In this work, we propose a mechanism of indirect reciprocity based on tags, without resorting to a prefabricated cooperative tendency (Riolo et al. 2001) and spatial structure of populations (Nowak & May 1992; Hammond & Axelrod 2006; Jansen & van Baalen 2006). The main assumption is that players may observe the tolerance (strategy) of opponents. In reality, third parties may communicate the information about others' strategies to a focal player. We show that tag-based indirect reciprocity emerges for a variety of initial configurations when tolerances are observable with moderate probabilities.
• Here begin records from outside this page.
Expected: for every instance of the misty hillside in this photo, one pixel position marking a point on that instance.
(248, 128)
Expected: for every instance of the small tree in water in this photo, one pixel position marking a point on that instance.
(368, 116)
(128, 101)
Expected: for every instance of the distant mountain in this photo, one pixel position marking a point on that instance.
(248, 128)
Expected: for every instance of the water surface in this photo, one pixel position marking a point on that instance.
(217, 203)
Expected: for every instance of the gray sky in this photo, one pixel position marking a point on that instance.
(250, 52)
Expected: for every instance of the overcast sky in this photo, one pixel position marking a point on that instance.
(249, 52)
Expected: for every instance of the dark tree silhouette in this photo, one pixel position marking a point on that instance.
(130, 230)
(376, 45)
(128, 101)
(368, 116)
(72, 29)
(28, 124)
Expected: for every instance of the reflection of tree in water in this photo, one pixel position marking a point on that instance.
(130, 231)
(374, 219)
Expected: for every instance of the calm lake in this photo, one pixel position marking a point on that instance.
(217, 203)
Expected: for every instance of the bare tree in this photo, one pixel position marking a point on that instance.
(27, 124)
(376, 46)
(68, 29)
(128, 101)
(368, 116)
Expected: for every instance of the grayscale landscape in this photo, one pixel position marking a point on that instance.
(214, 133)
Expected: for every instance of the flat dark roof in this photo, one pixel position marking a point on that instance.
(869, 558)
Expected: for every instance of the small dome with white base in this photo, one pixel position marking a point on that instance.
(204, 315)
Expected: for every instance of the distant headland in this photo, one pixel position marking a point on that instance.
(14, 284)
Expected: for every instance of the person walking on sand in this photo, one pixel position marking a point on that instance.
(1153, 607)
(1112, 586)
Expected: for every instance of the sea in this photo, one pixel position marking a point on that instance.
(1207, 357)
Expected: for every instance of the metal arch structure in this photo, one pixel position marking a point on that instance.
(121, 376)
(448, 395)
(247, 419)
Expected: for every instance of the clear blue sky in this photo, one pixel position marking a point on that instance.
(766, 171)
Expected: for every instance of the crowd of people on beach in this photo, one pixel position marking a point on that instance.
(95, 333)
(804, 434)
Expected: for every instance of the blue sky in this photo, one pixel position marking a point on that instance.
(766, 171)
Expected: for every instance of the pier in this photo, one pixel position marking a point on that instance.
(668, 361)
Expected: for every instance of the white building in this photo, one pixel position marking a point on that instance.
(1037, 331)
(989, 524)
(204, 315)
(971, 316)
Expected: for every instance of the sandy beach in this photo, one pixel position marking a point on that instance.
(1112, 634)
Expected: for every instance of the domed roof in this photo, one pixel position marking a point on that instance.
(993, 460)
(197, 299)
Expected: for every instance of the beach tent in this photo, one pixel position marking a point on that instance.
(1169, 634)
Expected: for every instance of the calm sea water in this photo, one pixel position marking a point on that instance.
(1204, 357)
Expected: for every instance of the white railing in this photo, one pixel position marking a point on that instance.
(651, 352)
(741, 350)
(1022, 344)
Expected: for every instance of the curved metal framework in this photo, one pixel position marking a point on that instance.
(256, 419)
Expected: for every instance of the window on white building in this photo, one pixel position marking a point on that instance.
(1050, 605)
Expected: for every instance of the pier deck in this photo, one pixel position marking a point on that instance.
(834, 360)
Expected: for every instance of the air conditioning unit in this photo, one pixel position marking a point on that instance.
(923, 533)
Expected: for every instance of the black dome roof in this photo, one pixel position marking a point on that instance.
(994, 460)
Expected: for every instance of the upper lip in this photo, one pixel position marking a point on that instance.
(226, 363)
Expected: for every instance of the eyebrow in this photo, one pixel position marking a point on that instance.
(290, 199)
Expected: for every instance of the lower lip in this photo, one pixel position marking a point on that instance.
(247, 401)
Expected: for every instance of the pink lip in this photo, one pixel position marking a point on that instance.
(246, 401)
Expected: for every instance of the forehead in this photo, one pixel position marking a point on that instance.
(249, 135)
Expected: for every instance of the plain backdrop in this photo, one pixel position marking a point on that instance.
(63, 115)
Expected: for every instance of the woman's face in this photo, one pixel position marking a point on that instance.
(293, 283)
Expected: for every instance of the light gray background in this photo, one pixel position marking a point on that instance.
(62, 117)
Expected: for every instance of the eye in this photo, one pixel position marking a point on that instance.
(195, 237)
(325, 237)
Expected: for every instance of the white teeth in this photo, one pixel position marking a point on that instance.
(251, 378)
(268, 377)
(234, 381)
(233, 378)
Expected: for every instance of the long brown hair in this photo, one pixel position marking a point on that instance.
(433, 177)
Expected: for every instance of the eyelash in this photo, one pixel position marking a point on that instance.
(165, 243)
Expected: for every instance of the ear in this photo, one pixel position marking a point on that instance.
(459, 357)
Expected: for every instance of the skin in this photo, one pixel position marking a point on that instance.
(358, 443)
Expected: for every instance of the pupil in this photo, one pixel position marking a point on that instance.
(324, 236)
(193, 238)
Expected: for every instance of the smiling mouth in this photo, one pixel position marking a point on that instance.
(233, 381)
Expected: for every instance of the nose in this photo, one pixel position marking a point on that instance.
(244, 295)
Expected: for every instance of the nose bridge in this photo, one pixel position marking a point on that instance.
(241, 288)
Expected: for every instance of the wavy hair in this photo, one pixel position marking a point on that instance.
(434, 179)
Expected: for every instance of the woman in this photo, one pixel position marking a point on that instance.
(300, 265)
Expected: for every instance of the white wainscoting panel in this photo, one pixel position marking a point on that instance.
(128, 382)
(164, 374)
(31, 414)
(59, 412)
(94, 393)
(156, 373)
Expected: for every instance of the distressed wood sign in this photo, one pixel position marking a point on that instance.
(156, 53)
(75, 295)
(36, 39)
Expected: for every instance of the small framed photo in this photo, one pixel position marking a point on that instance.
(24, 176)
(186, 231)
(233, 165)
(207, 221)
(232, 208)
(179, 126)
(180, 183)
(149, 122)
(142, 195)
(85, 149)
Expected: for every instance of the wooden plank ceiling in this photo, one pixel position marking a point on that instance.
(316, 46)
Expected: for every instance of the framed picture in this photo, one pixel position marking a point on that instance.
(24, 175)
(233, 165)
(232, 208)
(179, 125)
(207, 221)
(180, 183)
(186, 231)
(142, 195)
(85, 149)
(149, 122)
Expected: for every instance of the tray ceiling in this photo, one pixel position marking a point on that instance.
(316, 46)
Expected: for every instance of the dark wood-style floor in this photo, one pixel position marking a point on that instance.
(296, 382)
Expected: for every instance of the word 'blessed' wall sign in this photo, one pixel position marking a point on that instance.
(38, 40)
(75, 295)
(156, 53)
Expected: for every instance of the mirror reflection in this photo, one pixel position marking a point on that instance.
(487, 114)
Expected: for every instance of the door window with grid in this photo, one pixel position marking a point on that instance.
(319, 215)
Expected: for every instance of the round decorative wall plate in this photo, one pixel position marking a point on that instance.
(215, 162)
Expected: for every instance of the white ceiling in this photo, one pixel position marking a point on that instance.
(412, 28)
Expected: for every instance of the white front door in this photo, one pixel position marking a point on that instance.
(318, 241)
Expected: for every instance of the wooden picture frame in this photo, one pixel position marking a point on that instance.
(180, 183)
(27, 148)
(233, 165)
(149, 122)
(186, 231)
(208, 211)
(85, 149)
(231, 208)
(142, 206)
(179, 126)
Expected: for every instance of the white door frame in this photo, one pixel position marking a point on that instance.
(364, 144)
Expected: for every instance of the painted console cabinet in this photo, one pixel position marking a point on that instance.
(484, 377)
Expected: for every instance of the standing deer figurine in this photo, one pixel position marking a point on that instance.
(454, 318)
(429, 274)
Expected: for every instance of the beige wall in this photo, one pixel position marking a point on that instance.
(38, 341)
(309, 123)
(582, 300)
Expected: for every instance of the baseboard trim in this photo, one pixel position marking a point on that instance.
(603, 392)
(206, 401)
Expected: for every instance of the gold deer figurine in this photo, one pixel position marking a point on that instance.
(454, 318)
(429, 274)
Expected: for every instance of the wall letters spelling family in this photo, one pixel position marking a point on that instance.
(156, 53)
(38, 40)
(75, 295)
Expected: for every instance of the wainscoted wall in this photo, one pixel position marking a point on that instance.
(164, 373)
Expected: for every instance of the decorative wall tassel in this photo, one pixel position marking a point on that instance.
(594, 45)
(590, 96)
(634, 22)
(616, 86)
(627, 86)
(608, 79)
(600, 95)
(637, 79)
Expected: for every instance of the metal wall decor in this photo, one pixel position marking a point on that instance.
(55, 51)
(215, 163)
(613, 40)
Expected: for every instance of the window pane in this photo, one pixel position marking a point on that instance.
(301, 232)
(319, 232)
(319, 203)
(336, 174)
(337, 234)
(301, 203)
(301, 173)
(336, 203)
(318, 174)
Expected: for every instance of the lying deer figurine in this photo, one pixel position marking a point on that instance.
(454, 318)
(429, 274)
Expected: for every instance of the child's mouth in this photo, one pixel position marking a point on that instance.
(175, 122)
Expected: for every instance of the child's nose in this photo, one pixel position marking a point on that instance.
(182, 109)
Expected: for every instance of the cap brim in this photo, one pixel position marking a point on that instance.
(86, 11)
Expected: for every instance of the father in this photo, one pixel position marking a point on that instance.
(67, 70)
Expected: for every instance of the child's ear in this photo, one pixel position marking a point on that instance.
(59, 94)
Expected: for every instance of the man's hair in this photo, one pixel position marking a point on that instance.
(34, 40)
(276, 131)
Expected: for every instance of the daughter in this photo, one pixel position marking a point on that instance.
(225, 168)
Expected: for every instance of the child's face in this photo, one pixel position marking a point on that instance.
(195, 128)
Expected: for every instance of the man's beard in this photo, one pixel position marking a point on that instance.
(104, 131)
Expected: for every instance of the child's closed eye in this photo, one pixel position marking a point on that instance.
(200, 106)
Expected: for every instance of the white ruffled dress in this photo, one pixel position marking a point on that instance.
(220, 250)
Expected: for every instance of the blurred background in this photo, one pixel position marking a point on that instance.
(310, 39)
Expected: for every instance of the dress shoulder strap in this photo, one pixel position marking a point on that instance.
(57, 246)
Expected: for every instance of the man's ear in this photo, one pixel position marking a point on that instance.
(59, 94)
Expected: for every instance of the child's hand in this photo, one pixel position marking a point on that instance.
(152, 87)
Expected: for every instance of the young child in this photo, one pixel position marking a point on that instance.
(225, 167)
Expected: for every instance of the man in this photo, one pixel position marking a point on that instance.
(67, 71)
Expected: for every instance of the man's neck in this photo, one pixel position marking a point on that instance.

2. Model: strategy and pay-off

We assume n individuals involved in the evolutionary Prisoner's Dilemma game. In each round, a donor and a recipient are taken from the population randomly. If the donor decides to donate, the donor loses cost c and the recipient gains benefit b, which is larger than c. If the donor refuses to donate, both the donor and the recipient get nothing. A generation consists of a sufficiently small number of rounds that prohibits two specific players from interacting more than once on average. Therefore, there is no room for direct reciprocity. After a generation, the strategy of players with larger total pay-offs is more likely to be disseminated, whereas poor strategies are eliminated. Since b>c, the population pay-off is maximized when everybody is always altruistic. However, unconditional defection, but not cooperation, is the evolutionary stable strategy (ESS) (Axelrod & Hamilton 1981; Axelrod 1984); here is a dilemma.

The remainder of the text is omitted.